Rowwise compuation in `InMemoryDatasets.jl` vs `DataFrames.jl`

byrow function in InMemoryDatasets is fantastic :+1: , I have done a small benchmark to compare its performance against DataFrames.jl for relatively wide tables. argmax in DataFrames.jl takes long!

InMemoryDatasets

julia> using InMemoryDatasets

julia> using BenchmarkTools

julia> x = Dataset(rand(10^4, 1000), :auto);

julia> @btime byrow(x, sum, :);
  9.107 ms (7056 allocations: 263.27 KiB)

julia> @btime byrow(x, maximum, :);
  12.277 ms (7056 allocations: 263.27 KiB)

julia> @btime byrow(x, mean, :);
  11.602 ms (14096 allocations: 554.86 KiB)

julia> @btime byrow(x, argmax, :);
  17.819 ms (14140 allocations: 766.41 KiB)

DataFrames (updated code)

julia> using DataFrames

julia> using BenchmarkTools

julia> x = DataFrame(rand(10^4, 1000), :auto);

julia> allowmissing!(x);

julia> @btime select(x, AsTable(:) => ByRow(sum));
  40.595 ms (2664 allocations: 264.89 KiB)

julia> @btime select(x, AsTable(:) => ByRow(maximum));
  40.707 ms (1665 allocations: 233.67 KiB)

julia> @btime select(x, AsTable(:) => ByRow(mean));
  45.278 ms (2665 allocations: 264.92 KiB)

julia> @btime select(x, AsTable(:) => ByRow(argmax∘collect));
  972.618 ms (21497934 allocations: 567.97 MiB)

I don’t know even how I should do byrow any, all, select, coalesce,… in DataFrames.jl.

1 Like

IMD seems to have multithreading problem in my machine.
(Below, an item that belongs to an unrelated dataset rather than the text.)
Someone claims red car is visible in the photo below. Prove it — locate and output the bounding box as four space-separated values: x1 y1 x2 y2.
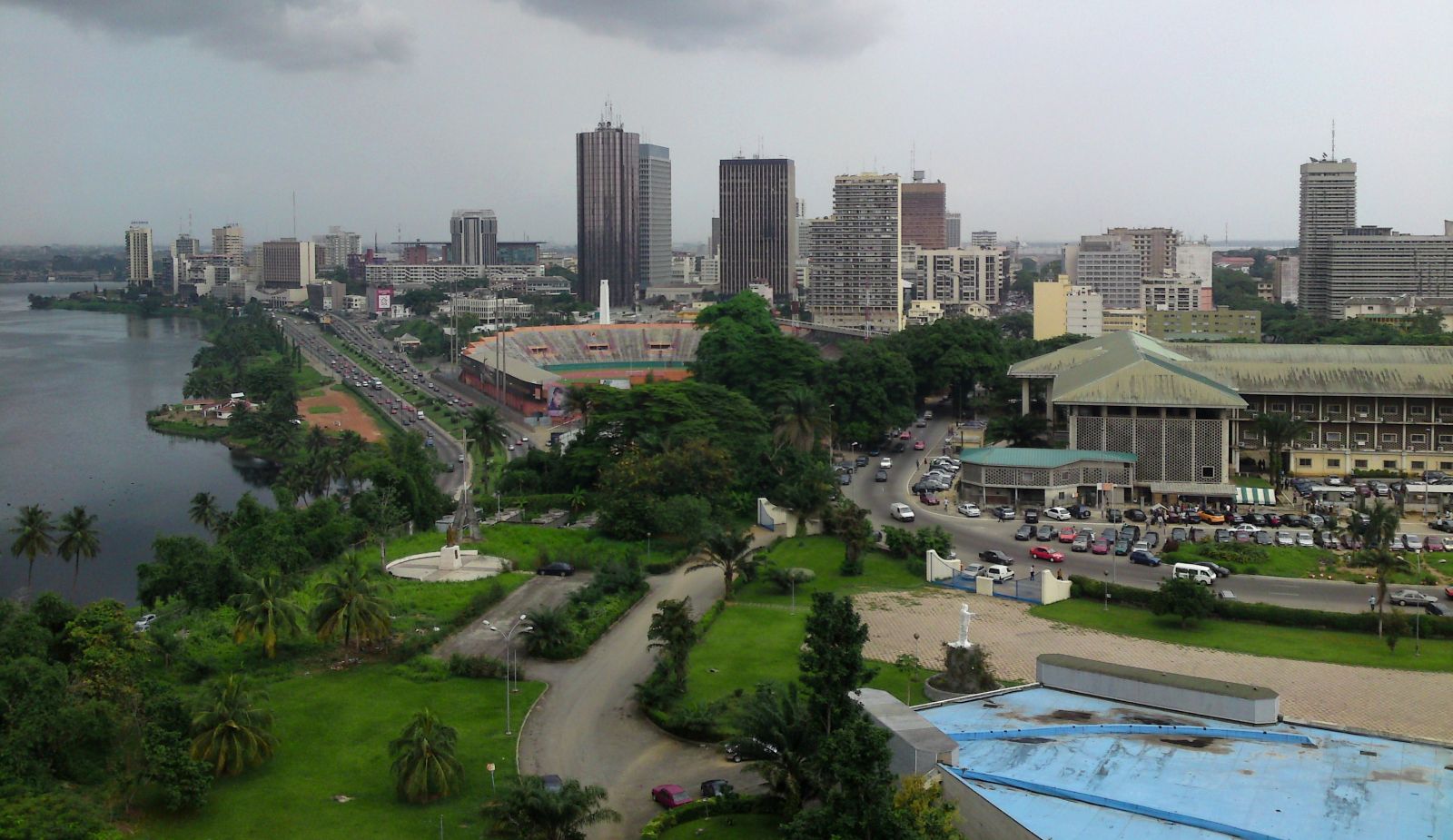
651 785 696 808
So the single threading results are here for comparision.


julia> Threads.nthreads()

8

julia> using InMemoryDatasets, BenchmarkTools

julia> x = Dataset(rand(10^4, 1000), :auto);

julia> @btime byrow(x, sum, :);

  23.465 ms (1070 allocations: 125.58 KiB)

julia> @btime byrow(x, maximum, :);

  32.853 ms (1070 allocations: 125.58 KiB)

julia> @btime byrow(x, mean, :);

  29.235 ms (2124 allocations: 279.48 KiB)

julia> @btime byrow(x, argmax, :);

  48.478 ms (2165 allocations: 397.22 KiB)

and


julia> using DataFrames, BenchmarkTools

julia> x = DataFrame(rand(10^4, 1000), :auto);

julia> allowmissing!(x);

julia> @btime select(x, AsTable(:) => ByRow(sum));

  26.776 ms (2664 allocations: 264.89 KiB)

julia> @btime select(x, AsTable(:) => ByRow(maximum));

  27.197 ms (1665 allocations: 233.67 KiB)

julia> @btime select(x, AsTable(:) => ByRow(mean));

  33.093 ms (2665 allocations: 264.92 KiB)

julia> @btime select(x, AsTable(:) => ByRow(argmax));

  29.952 s (34942165 allocations: 150.43 GiB)

and


julia> using DataFrames, BenchmarkTools

julia> x = DataFrame(rand(10^4, 1000), :auto);

julia> #allowmissing!(x);

julia> @btime select(x, AsTable(:) => ByRow(sum));
  4.033 ms (1654 allocations: 223.36 KiB)

julia> @btime select(x, AsTable(:) => ByRow(maximum));
  5.436 ms (1654 allocations: 223.36 KiB)

julia> @btime select(x, AsTable(:) => ByRow(mean));
  4.051 ms (1654 allocations: 223.36 KiB)

julia> @btime select(x, AsTable(:) => ByRow(argmax));
  26.154 s (30051676 allocations: 75.85 GiB)

argmax seems to have improved a lot.

your DataFrames.jl code for argmax should be changed to:

julia> @btime select(x, AsTable(:) => ByRow(argmax∘collect));

this blog has some way to deal with any and all in DataFrames.jl.